The textural variety of the Power Porridge was wonderful: creamy quinoa, the occasional bite of amaranth, chewy banana chips, and soft bursts of sweetness from the raisins. Since the banana chips do add a good dose of fat, I might try cutting the banana chips (adding another handful of sweet raisins), but increasing the coconut oil just a wee bit more as I loved the luxuriousness of that addition. We enjoyed big bowls of this rich blend without any milk alternative, but you could add some for more of a hot cereal experience.
Since I shy away from soy protein and vegan meat alternatives, some of the recipes aren’t quite as useful for me, but luckily, Vegan Soul Kitchen offers ample whole food recipes focusing on produce and grains.
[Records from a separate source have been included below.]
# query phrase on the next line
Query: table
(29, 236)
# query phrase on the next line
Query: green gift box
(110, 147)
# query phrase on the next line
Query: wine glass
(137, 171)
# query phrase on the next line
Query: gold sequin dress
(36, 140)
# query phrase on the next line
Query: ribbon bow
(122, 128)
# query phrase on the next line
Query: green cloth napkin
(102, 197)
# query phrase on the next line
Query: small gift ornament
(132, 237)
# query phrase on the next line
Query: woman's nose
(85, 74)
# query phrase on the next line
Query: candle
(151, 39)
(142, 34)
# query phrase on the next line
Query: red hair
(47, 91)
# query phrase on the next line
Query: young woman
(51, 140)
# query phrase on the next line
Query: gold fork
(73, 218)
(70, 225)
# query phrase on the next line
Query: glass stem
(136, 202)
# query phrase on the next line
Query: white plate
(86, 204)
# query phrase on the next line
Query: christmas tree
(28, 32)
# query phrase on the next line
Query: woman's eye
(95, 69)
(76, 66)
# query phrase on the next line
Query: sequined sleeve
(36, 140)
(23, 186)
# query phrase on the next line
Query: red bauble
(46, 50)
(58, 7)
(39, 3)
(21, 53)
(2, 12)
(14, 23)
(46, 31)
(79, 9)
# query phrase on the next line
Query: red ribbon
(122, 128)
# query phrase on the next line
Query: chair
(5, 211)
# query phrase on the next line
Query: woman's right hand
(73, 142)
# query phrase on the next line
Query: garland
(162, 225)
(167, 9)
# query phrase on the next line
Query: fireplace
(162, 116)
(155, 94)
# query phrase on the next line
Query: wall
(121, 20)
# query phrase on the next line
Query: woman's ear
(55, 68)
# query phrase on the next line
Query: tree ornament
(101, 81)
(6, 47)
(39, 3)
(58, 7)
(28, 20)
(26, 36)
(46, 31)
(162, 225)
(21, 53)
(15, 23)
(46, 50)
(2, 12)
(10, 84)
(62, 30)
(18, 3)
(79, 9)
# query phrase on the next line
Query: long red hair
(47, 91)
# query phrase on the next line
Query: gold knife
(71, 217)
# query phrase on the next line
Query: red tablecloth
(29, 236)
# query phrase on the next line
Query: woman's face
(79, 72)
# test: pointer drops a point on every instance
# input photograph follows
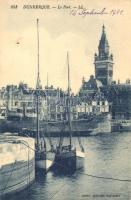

Just a few that I have ear-marked include the People’s Punch, Cumin-Cayenne Mashed Potatoes with Caramelized Onions, Double Maple Coated Pecans, and the Garlicky Baby Lima Bean Spread.
Obviously, I have literally just scratched the surface on trialing the recipes, but Vegan Soul Kitchen has provided me with ample inspiration for coming up with my own simple menus … which I believe is one of the purposes of this book … to relax, loosen up, and enjoy the process. I love how Bryant focuses on sustainable eating practices and on the quality of the ingredients rather than trying to create complicated dishes. This makes his recipes very doable for new cooks, yet artfully mastered for seasoned cooks.
If you are seeking a starter vegan cookbook or a one-stop shop vegan cookbook, I suggest you hold off on this one. But if you are looking for an inspirational cookbook, with creative recipes, excellent flavors, and some new-to-you concepts, then get yourself a copy. I can almost guarantee you won’t be disappointed.